Dat die verbetering niet over enkele decennia, maar letterlijk morgen al te realiseren valt – en vandaag al gerealiseerd wordt – willen de auteurs aantonen door ‘concrete utopieën’ te bespreken:

Voorstellen die buiten het kader van de heersende conventies vallen, maar die tegelijk haalbaar zijn […]. Voorstellen die ons niet tot een perfecte samenleving zullen brengen, maar die wel een serieuze verbetering betekenen [van onze samenleving].

Omdat de crises meervoudig zijn, zet Dit is morgen in ‘op meerdere sporen tegelijkertijd’: sporen die zowel effecten als oorzaken aanpakken.

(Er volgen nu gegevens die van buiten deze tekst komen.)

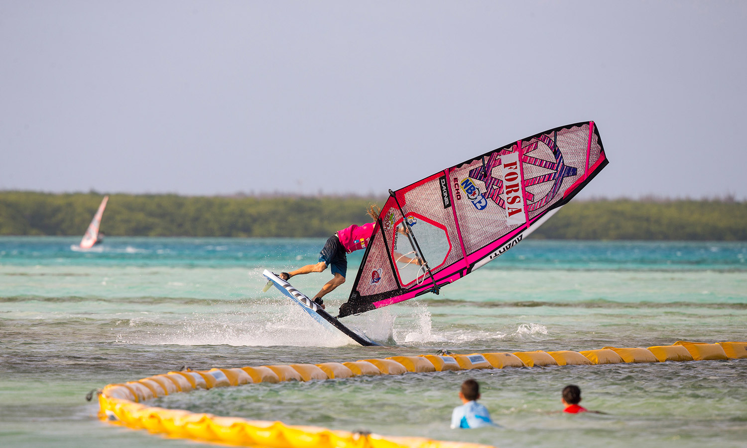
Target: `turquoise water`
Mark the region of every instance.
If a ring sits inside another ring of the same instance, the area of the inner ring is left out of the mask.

Heropleving van het linkse idee

De titel maakt duidelijk dat Dit is morgen geen nostalgisch boek wil zijn. Het ijvert te breken met wat de afgelopen drie decennia de hoofdactiviteit van (institutioneel) links is geweest: de strijd om het behoud van de status-quo, van de verworven rechten en zekerheden die binnen de verzorgingsstaat golden. Dat gevecht heeft niet kunnen voorkomen dat die geëvolueerd is tot wat Decreus en Callewaert ‘de postwelvaartsstaat’ noemen:

We leven in landen die formeel gezien nog op welvaartsstaten lijken, maar […] [het] sociaal overleg en de daarbij horende economische democratie van weleer raken uitgewoond.

Deze structuur in ere herstellen behoort niet langer tot de mogelijkheden omdat de historische omstandigheden veranderd zijn: werknemersgroepen zijn heterogener geworden, de economie en politieke besluitvorming globaler, de economische groei veel lager, de koppeling tussen groei en investering in werkgelegenheid precairder en daarmee ook de link tussen werk en sociale zekerheid.

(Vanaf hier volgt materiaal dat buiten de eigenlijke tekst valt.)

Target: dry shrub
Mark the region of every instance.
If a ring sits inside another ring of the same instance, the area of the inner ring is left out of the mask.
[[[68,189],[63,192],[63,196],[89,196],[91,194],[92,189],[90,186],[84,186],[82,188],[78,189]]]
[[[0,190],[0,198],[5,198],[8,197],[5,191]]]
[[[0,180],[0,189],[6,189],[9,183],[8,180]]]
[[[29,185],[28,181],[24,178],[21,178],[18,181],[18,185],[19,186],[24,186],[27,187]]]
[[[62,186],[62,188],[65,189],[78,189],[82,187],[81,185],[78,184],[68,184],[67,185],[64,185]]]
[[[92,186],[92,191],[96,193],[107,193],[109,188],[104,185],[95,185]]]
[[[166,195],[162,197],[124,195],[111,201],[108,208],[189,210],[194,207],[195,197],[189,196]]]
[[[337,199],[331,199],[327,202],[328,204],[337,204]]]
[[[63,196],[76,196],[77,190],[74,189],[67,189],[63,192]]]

Ook de uitdagingen zijn niet langer dezelfde. Decreus en Callewaert onderscheiden drie dominante problemen: de groeiende ongelijkheid, de ecologische crisis en de ‘globale wanorde’ van allerhande politieke en sociale conflicten die enerzijds migratie en vluchtelingenbewegingen aanwakkeren en anderzijds racisme en een nieuw soort apartheid verstevigen. Deze problemen zijn onderling verbonden. De droogte die Syrië trof en anderhalf miljoen mensen dwong naar de stad te trekken, heeft bijgedragen tot het uitbarsten van het Syrisch conflict.

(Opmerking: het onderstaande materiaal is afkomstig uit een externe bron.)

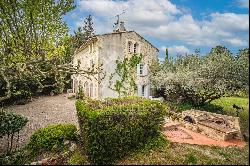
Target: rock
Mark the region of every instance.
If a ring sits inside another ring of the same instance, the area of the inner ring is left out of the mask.
[[[28,164],[28,165],[37,165],[37,162],[32,162],[32,163],[30,163],[30,164]]]
[[[76,150],[77,146],[76,144],[72,143],[71,146],[69,147],[69,151],[73,152],[74,150]]]

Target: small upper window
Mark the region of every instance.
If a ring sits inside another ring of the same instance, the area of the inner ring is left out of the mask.
[[[140,74],[143,73],[143,64],[140,64]]]
[[[129,42],[128,42],[128,52],[129,52],[129,53],[132,52],[132,48],[131,48],[131,47],[132,47],[132,42],[129,41]]]
[[[135,43],[135,44],[134,44],[134,54],[137,54],[137,53],[138,53],[138,47],[139,47],[139,44],[138,44],[138,43]]]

In een recente lezing over de verwevenheid van cultureel racisme, ecologische crisis en politiek-sociale conflicten, verwijst Naomi Klein naar The Conflict Shoreline (2015) van Eyal Weizman en Fazal Sheikh. Dat boek wijst erop dat de kaart van westerse drone-aanvallen in hoge mate overeenkomt met de ‘200 mm aridity line’ – de gebieden waar er gemiddeld 200 mm regen per jaar valt, het minimum om gewassen op grote schaal te kunnen kweken. Klein besluit:

Western drones are closely shadowing the lack of water, as drought exacerbates conflict.

‘Net omdat we de reëel bestaande welvaartsstaat noodgedwongen achter ons laten, kunnen we ijveren voor nieuwe sociale systemen die genereuzer zijn en meer beantwoorden aan de reële noden en behoeften,’ schrijven Decreus en Callewaert. Het doel is niet restaureren, maar veranderen en verbeteren. Daarvoor zoeken ze aansluiting bij de ‘twee cruciale ideeën’ die links omvat: de strijd tegen het kapitalisme en het streven naar ‘een verdere democratisering van de democratie.’ Doordat ze het kapitalisme terecht opvatten als ‘een systeem dat machtsverhoudingen in stand houdt en creëert’ zijn beide doelstellingen verbonden: de ongelijke machtsverdeling en zijn structuren bestrijden dient de democratische doelstellingen van vrijheid en gelijkheid.

De auteurs presenteren hun alternatieven, waarbij ze steunen op zowel concrete voorbeelden als allerhande denkers, in hoofdstukken over eigendom, arbeid, grenzen en herverdeling; een laatste hoofdstuk over macht werkt daarbij overkoepelend. De rode draad in hun bespreking van deze thema’s – waarvan het belang tijdens het lezen zonder meer duidelijk wordt – zou je met Lordon kunnen omschrijven als een streven naar antikapitalistische soevereiniteit, waarbij ‘kapitaal’ tegelijkertijd wijst op een bepaalde logica en een sociale groep.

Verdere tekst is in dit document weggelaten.